There is one option. Page 53 of High Guard has rules for more advanced versions of the weapons. Basically, they can get 1 upgrade for every tech level above the base, to a maximum of 3. Since both regular missiles and smart missiles are listed on the tech level chart, and both are fired from the same launcher, you could argue that missiles can receive the upgrades instead of the launchers. If you are limited to only enhancing the launcher, why list 3 different missiles at 2 different tech levels that all use the exact same launcher?

In that case, you could add Resilient, meaning the missiles ignore the first hit on them. That would make them harder to shoot down. Adding High Yield could increase the damage a tiny bit (any damage roll of 1 is treated as a 2). That would make the standard missile TL 9 instead. Still not great, but better.

I like this idea, especially swapping the TLs for Railguns and Pulse alsers. After all, once you have a alser it seems simple enough to modulate whether it fires continuously or in short bursts. Also with the limited range of railguns - which always irked me until I thought about it logically and took into account projectile travel time - it means that a TL 9 ship has a distinct advantage with its lasers bt if the railgun toting ship can get close they can do potentially significant damage with that 3d6 hit per railgun shot.
 
Not really. The "other weapons" are 1 Ton installations more or less. A missile is really small and, as written, doesn't even have enough volume for its fuel and motor as it is...

Adding the Reflec option to a ship takes up no space and adds no mass. It provides an armor rating of 3 against lasers, which is enough to ignore half of all beam laser hits (1d6 damage), and halves damage from pulse lasers. Adding a thin layer to a missile should be possible. Since it only applies to one hit, it isn't the same thing but could work.

After all, its a game. Real world physics don't apply. If they did, see my argument above. The missiles kinetic energy alone should be enough to do major damage to a ship.

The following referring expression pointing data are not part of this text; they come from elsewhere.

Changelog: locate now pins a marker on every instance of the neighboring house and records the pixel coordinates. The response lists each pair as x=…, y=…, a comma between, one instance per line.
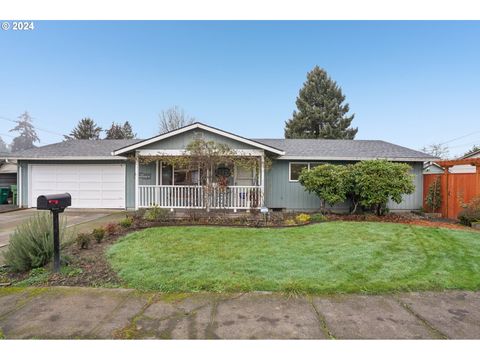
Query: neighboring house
x=110, y=173
x=434, y=168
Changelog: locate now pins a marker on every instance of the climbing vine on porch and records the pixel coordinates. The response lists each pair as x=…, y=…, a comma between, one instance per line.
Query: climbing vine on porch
x=205, y=156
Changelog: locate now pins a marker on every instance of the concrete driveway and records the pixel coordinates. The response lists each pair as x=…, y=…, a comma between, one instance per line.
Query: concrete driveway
x=87, y=313
x=95, y=217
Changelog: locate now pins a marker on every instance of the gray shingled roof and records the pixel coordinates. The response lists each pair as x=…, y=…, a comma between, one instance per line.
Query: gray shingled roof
x=75, y=148
x=294, y=148
x=343, y=149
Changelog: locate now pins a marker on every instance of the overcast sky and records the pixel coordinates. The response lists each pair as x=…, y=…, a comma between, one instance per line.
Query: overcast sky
x=410, y=83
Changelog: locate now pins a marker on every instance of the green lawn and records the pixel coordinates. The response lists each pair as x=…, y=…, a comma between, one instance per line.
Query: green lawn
x=332, y=257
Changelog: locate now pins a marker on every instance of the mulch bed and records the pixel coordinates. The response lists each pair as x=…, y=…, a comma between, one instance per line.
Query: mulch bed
x=409, y=218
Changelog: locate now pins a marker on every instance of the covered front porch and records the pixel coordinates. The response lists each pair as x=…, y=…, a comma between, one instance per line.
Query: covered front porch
x=224, y=186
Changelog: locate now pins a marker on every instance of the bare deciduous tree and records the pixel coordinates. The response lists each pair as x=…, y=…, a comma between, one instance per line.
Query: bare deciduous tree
x=174, y=118
x=438, y=150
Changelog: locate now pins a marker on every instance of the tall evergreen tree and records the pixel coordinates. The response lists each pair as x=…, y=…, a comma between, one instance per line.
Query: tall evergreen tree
x=86, y=129
x=118, y=131
x=115, y=132
x=128, y=131
x=321, y=111
x=27, y=135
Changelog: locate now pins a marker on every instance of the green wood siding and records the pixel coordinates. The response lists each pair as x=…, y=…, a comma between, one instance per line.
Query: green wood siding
x=282, y=193
x=130, y=185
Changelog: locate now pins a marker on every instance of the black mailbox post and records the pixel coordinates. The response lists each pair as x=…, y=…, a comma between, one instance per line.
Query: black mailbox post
x=56, y=204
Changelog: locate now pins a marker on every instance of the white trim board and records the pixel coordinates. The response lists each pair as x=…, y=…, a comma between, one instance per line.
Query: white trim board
x=176, y=152
x=198, y=126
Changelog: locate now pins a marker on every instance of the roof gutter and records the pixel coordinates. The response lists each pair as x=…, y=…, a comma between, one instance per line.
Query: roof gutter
x=354, y=158
x=68, y=158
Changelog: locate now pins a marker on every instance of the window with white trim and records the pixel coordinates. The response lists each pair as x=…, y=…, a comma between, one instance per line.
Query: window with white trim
x=295, y=168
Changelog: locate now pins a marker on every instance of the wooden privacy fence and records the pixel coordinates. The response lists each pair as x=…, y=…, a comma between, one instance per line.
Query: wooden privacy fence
x=456, y=189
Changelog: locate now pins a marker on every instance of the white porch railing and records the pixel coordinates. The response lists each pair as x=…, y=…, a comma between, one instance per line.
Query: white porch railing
x=194, y=197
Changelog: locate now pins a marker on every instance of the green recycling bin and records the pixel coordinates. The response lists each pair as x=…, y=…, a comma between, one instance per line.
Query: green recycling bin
x=13, y=188
x=4, y=195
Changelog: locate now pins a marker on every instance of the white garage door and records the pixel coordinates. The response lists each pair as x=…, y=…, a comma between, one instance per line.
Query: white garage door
x=91, y=186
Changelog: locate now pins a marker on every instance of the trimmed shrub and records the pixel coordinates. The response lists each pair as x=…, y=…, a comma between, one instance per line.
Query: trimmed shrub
x=111, y=228
x=471, y=212
x=375, y=182
x=98, y=234
x=126, y=223
x=302, y=218
x=84, y=240
x=156, y=214
x=31, y=245
x=327, y=181
x=139, y=214
x=289, y=222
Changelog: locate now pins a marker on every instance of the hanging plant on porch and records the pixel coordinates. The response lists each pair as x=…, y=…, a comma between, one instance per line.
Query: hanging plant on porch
x=205, y=156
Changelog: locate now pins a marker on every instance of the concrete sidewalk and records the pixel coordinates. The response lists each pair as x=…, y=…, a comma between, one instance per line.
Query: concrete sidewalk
x=61, y=312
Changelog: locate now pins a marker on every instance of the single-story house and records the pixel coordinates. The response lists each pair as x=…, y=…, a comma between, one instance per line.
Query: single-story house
x=433, y=168
x=8, y=172
x=111, y=174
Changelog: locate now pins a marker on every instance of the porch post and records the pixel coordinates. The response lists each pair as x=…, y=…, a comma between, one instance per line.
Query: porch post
x=137, y=192
x=262, y=189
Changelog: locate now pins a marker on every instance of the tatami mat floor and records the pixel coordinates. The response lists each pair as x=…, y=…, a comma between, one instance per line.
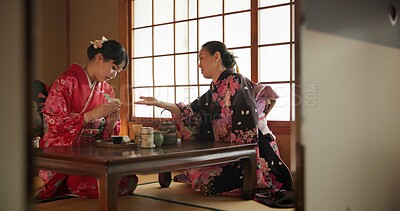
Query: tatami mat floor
x=149, y=196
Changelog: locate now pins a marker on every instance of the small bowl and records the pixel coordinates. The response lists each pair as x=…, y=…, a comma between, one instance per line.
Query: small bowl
x=117, y=139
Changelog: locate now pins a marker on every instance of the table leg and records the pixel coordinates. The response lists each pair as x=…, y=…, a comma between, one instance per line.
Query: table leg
x=108, y=192
x=164, y=179
x=250, y=177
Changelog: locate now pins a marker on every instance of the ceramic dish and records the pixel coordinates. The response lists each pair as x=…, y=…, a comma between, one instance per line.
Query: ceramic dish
x=110, y=144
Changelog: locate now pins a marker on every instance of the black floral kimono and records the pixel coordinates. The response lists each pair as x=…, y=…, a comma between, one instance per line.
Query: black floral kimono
x=228, y=113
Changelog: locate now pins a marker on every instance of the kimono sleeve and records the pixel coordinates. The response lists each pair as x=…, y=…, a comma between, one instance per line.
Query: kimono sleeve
x=61, y=129
x=106, y=135
x=244, y=112
x=195, y=119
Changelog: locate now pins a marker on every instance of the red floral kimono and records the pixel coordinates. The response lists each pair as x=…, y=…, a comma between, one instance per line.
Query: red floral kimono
x=228, y=112
x=71, y=95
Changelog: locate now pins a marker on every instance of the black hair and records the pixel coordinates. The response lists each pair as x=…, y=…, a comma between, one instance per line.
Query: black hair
x=228, y=60
x=111, y=50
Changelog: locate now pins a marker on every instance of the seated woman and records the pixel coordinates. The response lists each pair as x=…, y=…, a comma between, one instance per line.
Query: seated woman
x=80, y=109
x=228, y=112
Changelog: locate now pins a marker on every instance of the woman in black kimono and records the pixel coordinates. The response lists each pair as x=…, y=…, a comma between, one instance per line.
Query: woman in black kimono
x=229, y=112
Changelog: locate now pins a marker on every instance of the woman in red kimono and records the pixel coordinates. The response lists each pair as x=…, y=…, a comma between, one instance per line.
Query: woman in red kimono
x=81, y=109
x=231, y=111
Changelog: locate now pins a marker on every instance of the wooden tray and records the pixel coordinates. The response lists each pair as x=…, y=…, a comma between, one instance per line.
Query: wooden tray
x=110, y=144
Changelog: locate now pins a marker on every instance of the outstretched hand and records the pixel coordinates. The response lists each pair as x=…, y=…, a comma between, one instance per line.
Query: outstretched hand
x=152, y=101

Its a game with magical ship engines, horribly inefficient fusion plants, people who can teleport just by thinking about it, and TL 3 asteroid habitats with millions or billions of people. Something as simple as a missile being too small for its engine is insignificant. Real world physics (and logic) take a back seat to fun and playability.
 
Jeraa said:
Adding the Reflec option to a ship takes up no space and adds no mass. It provides an armor rating of 3 against lasers, which is enough to ignore half of all beam laser hits (1d6 damage), and halves damage from pulse lasers. Adding a thin layer to a missile should be possible. Since it only applies to one hit, it isn't the same thing but could work.

The equivalent of 1 point of damage to a starship is enough to fry through 10 missiles. They are smaller than vehicle scale. (see rules on starship weapons vs. vehicles)
 
sideranautae said:
The equivalent of 1 point of damage to a starship is enough to fry through 10 missiles. They are smaller than vehicle scale. (see rules on starship weapons vs. vehicles)

Do you have a quote that says that? Starship missiles get the same 50x damage against vehicles as other starship weapons do. Only starship laser turret weapons can be used to shoot down the missile. IT deals starship-grade damage and requires starship-grade weaponry to shoot down. Sounds like a starship-scale thing to me.

And size has nothing to do with scale. After all, there are vehicles much larger than the 10-ton space fighter. The fighter is without a doubt ship scale, but even the 150 ton (2000 cubic meter) battlesub from the vehicle handbook still gets the x50 damage because its a vehicle. The 150 cubic meter strategic bomber is 11 displacement tons, just a bit bigger than the space fighter, but is still considered a vehicle.

Obviously size doesn't play a part in what scale you are considered.